Støvring is a town in Rebild municipality in Region Nordjylland in the geographic region of the Jutland peninsula known as Himmerland in northern Denmark. The town has a population of 9,808 (2026), and is one of the centres of industry and retailing in the area. It is the municipal seat of Rebild municipality. Støvring is the 8th biggest town/city in Region Nordjylland. Støvring is served by Støvring railway station, located on the Randers–Aalborg railway line. It is located 21 km from Aalborg and 37 km from Aars.

==History==
In 1682 the village consisted of 12 farms and 8 houses without land. The total cultivated area amounted to 437.1 barrels of land due to 58.40 barrels of grains. The cultivation form was grassland with foxes.

In 1875 the city was described as follows: "Støvring with School, Watermill, Inn, 2 smaller shopping establishments and railway station.

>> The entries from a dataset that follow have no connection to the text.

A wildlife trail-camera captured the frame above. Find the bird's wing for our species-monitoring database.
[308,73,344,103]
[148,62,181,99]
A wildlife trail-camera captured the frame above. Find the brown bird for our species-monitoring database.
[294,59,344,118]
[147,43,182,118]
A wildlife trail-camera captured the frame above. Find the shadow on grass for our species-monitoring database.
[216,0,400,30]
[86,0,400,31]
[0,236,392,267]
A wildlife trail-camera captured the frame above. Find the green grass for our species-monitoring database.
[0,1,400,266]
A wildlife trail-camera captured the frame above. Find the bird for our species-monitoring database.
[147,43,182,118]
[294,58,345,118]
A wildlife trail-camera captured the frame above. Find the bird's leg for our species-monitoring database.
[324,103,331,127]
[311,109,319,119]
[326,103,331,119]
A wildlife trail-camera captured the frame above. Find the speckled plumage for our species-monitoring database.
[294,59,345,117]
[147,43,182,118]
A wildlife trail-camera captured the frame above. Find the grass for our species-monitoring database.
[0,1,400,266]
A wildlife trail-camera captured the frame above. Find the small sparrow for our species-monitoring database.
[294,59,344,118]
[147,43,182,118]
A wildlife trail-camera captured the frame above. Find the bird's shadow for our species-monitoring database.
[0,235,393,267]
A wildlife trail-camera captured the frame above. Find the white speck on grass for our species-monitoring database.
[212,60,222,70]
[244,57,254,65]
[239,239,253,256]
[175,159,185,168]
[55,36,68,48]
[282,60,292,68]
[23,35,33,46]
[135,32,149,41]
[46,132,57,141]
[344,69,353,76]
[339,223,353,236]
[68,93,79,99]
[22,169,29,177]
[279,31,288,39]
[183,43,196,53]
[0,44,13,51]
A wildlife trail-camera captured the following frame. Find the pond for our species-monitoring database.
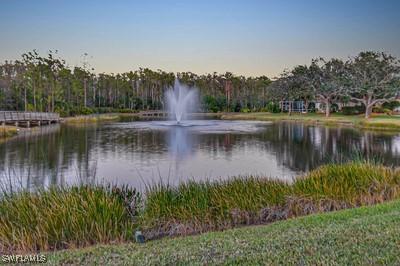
[0,117,400,189]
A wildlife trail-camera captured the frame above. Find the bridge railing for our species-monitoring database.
[0,111,60,122]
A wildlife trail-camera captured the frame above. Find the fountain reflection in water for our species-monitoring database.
[165,79,198,124]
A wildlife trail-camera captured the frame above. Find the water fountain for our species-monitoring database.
[165,79,198,124]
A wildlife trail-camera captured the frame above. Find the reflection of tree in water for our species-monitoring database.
[0,123,400,187]
[260,123,400,171]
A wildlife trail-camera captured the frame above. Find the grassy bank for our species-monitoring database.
[0,186,141,253]
[0,126,18,140]
[48,200,400,265]
[221,113,400,131]
[0,163,400,252]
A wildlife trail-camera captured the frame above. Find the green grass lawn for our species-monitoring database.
[47,200,400,265]
[221,113,400,130]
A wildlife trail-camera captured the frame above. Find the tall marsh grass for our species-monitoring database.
[141,162,400,238]
[0,161,400,252]
[0,186,141,252]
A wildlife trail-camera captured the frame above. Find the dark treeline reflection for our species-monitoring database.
[0,123,400,188]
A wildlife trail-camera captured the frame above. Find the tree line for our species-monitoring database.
[0,50,400,117]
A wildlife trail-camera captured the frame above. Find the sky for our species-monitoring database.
[0,0,400,77]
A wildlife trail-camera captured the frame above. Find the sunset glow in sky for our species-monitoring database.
[0,0,400,77]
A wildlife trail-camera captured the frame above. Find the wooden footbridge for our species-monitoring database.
[139,110,169,117]
[0,111,60,127]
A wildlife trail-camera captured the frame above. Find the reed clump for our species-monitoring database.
[0,126,18,139]
[0,186,141,254]
[0,161,400,252]
[141,162,400,238]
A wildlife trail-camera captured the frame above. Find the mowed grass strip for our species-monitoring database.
[46,200,400,265]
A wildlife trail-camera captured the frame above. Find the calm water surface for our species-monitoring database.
[0,120,400,189]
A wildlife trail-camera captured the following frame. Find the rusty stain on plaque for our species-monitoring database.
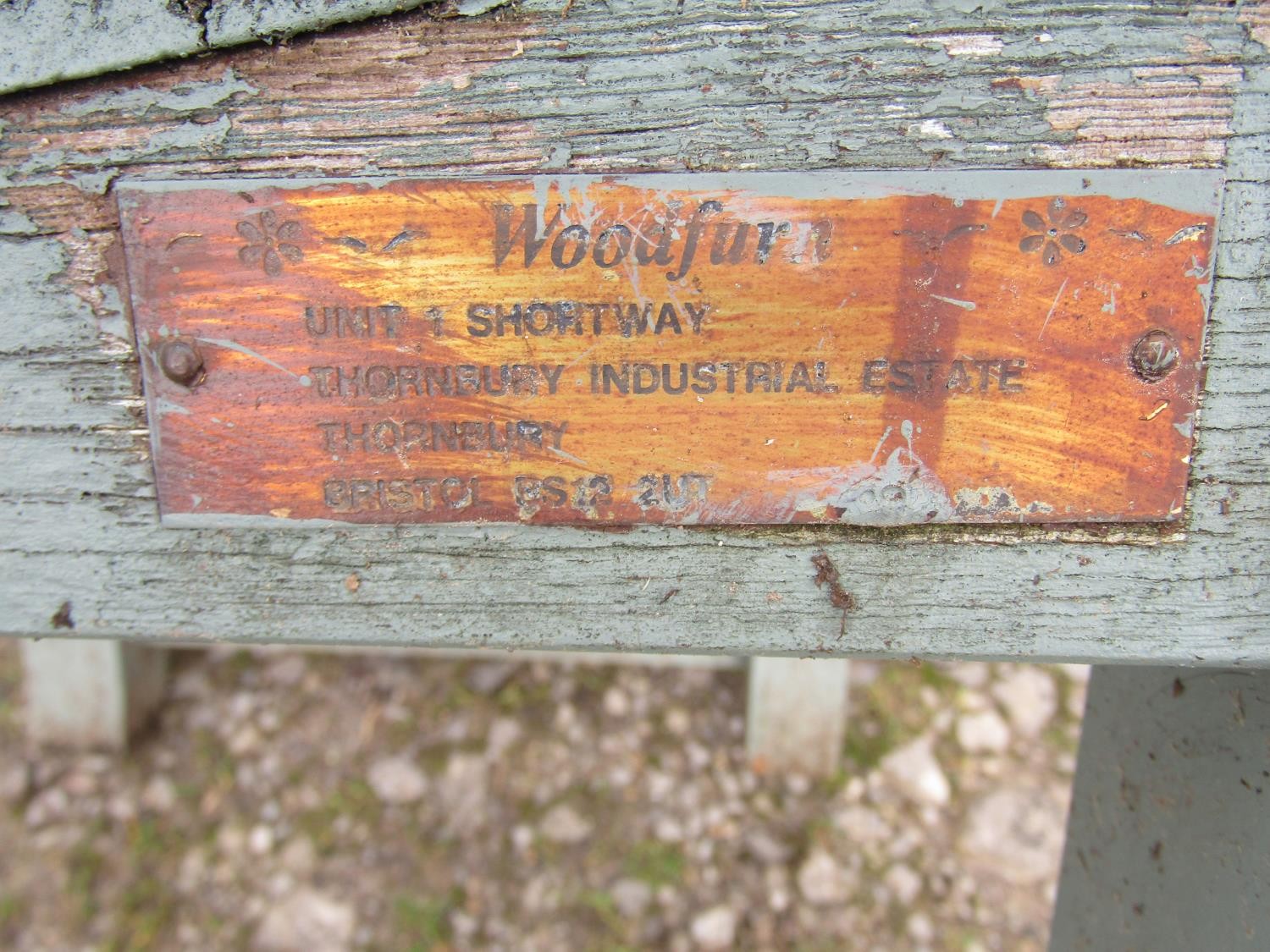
[119,172,1221,526]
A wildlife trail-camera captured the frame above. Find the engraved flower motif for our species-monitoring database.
[1019,198,1089,268]
[238,208,305,278]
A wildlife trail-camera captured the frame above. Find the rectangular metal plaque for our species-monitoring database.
[119,172,1221,526]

The original Støvring railway station closed in 1974, but the station reopened in 2003 as a part of the new Aalborg Commuter Rail service.

==Municipality==
Until 1 January 2007 Støvring was also a municipality covering an area of 220 km^{2}, and with a total population of 13,057 (2005). Støvring municipality ceased to exist as the result of Kommunalreformen ("The Municipality Reform" of 2007). It was merged with Nørager and Skørping municipalities to form the new Rebild municipality. This created a municipality with an area of 628 km^{2} and a total population of 28,457 (2005).

== Notable people ==
- Rikke Karlsson (born 1965) a Danish politician and MEP, lives in Støvring
- Michael Silberbauer (born 1981 in Støvring) a former professional footballer with 402 club caps, and 25 for Denmark

==See also==
- Hydrema – a dump truck manufacturer in Støvring founded in 1959.